“Yes, I Am a Mormon,” Ensign, Sept. 1985, 55–56
In the summer of 1973 the bombing of Cambodia was still taking place and I received orders from the air force to go to Thailand. Leaving my wife and two small children that day was the most difficult thing I’ve ever had to do. It was only the assurances I received in a blessing from my father that gave me the courage to turn and walk to the awaiting airplane. He promised in that blessing that I would “not be forced to participate in any unlawful activities,” and that I would be “kept clean to return to my family.”
After a few days at jungle survival school in the Philippines, I went on to my final assignment in Thailand as a navigator and weapons systems officer in a fighter squadron.
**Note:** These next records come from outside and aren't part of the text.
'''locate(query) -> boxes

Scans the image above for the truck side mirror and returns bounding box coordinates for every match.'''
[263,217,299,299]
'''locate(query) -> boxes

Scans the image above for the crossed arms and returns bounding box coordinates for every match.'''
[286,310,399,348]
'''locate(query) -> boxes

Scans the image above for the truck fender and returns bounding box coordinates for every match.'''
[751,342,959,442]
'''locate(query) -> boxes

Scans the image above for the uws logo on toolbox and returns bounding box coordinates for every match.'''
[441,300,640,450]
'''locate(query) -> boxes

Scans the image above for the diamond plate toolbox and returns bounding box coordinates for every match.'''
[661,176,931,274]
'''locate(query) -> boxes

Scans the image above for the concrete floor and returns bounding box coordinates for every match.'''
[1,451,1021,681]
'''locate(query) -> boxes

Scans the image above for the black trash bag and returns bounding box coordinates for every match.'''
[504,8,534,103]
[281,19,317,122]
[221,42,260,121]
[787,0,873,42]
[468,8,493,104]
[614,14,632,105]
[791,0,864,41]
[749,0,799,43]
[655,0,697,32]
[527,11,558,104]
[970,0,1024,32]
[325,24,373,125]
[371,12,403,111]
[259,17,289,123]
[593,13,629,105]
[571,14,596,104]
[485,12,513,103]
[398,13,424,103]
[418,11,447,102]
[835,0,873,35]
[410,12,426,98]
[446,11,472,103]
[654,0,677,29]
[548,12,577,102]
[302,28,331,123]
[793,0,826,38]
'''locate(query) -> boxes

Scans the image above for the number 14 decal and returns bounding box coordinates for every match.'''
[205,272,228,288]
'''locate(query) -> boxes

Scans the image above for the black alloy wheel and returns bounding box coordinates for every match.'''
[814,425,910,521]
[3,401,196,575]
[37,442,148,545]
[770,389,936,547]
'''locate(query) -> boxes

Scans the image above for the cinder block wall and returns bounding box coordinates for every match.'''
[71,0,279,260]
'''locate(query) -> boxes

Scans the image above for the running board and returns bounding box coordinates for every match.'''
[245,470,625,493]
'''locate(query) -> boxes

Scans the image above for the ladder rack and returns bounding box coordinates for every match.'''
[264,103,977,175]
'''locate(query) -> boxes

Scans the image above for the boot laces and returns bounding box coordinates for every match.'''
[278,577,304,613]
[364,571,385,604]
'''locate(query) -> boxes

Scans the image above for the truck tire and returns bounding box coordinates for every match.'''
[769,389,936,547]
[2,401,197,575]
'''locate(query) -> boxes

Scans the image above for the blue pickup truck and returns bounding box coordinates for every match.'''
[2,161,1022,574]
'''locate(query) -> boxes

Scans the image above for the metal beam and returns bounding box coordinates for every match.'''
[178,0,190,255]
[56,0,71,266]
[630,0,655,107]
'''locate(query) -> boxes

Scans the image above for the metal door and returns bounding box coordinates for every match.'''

I was determined to do my job well and make the year pass as quickly as possible.
On the evening of my arrival, the other squadron members returned from their bombing missions, and soon I was invited to the squadron “party hooch” to join in a celebration. It was with trepidation that I entered the room to meet what would be my “family” for the next twelve months. The party was in full swing. I turned down a drink for a soda pop and tried to obscure myself in quiet conversation amid the pounding of the music and the layered haze of smoke.
As I was introduced around, I eventually ended up standing at the bar with the squadron commander, a colonel. With his arm around my neck I was a captive, listening to tales of airplanes, daring, and past comrades.
Soon a signal was given and the men gathered around the bar. The music was turned off and it became very quiet. A daily tradition was about to be enacted. Everyone was served a small drink of very strong alcohol, a lime, and some salt. When the drinks came around to me, I said quietly, trying to be casual, “No, thank you, I prefer this soft drink.”
“But this is a squadron tradition,” the man said.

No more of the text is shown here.